How this policy should be read
This policy should guide everyday use of Ethen across model routing, drafting, coding, research, workflow, connected services, BYOK, local/private lanes, and voice features where supported.
- Applies to Ethen services: This policy covers the Ethen model workspace, public website, console surfaces, model routing, workflow surfaces, and related product areas where they are available.
- Read with related policies: This page should be read together with the Terms of Service, Privacy Policy, Acceptable Use Policy, AI Use Policy, security materials, and final order or account terms.
- Configuration matters: Some behavior depends on account settings, workspace configuration, selected providers, connected services, BYOK setup, local runtime setup, and feature availability.
- No unsupported guarantees: This policy avoids claims about certifications, retention periods, provider guarantees, uptime promises, or legal rights that have not been verified for the published service.
Policy status
This page is written as public policy copy for transparency. It should be aligned with the final published agreement, product configuration, and any account-specific terms that apply to a customer or user.
- Public transparency: The page explains how Ethen expects users to handle model work, workspace data, providers, approvals, and generated material.
- Account terms still matter: A customer order, workspace setting, provider account, or connected-service agreement may add more specific rules.
- No professional substitute: The policy does not replace legal, medical, financial, security, engineering, or other professional review where that review is appropriate.
Not legal advice
This page is provided for transparency about Ethen’s intended policy posture. It is not legal advice, does not create professional advice, and should be reviewed with the final published agreement and appropriate advisers where needed.
Proof boundary
The AI Use Policy avoids unsupported claims about model accuracy, output ownership, provider behavior, local privacy, safety guarantees, and professional suitability.
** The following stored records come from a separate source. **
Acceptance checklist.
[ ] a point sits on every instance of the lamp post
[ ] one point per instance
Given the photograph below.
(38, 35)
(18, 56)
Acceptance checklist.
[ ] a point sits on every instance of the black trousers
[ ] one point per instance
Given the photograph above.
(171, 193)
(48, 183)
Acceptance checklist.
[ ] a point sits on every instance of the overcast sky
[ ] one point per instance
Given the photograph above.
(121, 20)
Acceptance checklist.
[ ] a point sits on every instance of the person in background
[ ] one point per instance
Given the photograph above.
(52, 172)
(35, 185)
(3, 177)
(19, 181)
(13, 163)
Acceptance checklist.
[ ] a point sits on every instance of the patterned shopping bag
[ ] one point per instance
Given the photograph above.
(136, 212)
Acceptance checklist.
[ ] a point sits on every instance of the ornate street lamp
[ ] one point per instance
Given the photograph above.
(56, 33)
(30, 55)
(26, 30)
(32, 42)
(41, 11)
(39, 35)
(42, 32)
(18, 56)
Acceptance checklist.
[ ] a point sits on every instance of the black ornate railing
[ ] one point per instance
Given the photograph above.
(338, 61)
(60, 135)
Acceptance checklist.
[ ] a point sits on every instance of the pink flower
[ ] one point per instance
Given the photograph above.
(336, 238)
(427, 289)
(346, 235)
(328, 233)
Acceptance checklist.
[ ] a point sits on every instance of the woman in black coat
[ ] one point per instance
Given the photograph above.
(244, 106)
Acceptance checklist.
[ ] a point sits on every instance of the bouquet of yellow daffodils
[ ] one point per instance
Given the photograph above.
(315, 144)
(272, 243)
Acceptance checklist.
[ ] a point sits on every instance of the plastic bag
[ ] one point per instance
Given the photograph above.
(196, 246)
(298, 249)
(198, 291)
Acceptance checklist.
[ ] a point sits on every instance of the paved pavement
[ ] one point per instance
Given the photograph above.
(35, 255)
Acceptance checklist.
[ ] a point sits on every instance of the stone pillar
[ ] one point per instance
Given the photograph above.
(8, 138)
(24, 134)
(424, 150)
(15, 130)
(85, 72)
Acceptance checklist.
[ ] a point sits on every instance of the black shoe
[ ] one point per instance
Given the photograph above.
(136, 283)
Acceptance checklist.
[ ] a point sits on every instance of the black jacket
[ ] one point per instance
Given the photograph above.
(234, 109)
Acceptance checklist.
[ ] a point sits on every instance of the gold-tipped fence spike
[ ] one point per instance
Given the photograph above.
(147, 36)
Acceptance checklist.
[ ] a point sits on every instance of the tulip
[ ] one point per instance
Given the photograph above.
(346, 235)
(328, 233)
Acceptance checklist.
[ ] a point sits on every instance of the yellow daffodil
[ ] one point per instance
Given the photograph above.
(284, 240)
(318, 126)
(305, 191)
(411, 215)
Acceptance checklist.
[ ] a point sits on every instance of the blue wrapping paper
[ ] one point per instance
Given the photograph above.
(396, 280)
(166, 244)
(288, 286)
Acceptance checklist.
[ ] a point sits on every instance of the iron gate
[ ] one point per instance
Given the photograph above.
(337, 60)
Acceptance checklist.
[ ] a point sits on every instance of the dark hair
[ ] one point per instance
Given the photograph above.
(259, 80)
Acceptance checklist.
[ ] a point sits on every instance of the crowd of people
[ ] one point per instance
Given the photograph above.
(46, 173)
- No certification claim: This policy does not claim SOC 2, ISO, HIPAA, PCI, GDPR compliance, or other certification status.
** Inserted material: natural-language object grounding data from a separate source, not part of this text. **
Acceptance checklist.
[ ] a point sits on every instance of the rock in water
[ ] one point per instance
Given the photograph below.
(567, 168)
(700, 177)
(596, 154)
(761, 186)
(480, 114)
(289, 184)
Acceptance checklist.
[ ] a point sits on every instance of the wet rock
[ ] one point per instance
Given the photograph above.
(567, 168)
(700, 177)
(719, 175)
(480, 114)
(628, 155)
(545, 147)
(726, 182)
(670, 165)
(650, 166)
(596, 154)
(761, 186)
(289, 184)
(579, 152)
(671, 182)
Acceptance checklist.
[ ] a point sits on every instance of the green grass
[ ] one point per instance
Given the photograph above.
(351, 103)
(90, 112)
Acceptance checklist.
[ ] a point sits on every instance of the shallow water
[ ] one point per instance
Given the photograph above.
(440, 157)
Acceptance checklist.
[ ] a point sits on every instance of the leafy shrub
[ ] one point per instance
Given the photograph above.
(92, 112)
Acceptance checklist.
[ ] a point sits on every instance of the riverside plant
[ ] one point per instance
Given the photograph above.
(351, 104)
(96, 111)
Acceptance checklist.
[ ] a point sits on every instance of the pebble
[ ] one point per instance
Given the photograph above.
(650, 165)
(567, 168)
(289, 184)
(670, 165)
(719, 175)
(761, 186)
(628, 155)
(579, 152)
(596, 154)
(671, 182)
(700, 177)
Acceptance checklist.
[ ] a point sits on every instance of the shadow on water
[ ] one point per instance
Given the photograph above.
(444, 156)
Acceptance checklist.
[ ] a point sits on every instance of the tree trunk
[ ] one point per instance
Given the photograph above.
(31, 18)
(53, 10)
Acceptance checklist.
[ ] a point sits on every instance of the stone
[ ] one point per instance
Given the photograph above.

- No provider guarantee: Third-party model providers, connected services, and local runtimes have their own behavior and terms.
- No retention promise: Retention is described by category unless a final published retention period is available.
- No zero-use assumption: The page avoids unsupported zero-training, zero-retention, and never-shared claims.
What to review next
Legal and policy pages work as a system. Use the links below to understand the responsibilities, privacy posture, safety boundaries, and review expectations that apply to Ethen use.
Frequently asked questions
Can I rely on Ethen outputs without review?
No. Outputs can be wrong, incomplete, unsafe, outdated, or unsuitable. Users should review and validate outputs before using them, especially in sensitive, professional, or high-impact contexts.
Does Ethen replace a lawyer, doctor, financial adviser, or security expert?
No. Ethen can help organize and draft work, but it does not provide regulated professional advice or certification. Qualified human review remains required where the domain calls for it.
Can I use generated code directly?
Generated code should be reviewed, tested, and validated before use. Extra care is required for authentication, payments, secrets, permissions, data deletion, infrastructure, model routing, and workflow execution.
Are local/private lanes always private?
No. Local/private behavior depends on runtime setup, product support, route selection, authentication, sync, and configuration. Users should verify the full path before sensitive use.
What should happen before an automated action executes?
Users should review the proposed action, target, data involved, expected result, and risk. Approval gates, simulations, and receipts help visibility but do not remove responsibility.
How should teams use this policy?
Teams should turn it into operating rules: define approved model routes, data boundaries, review levels, approval authority, testing requirements, and escalation paths for sensitive work.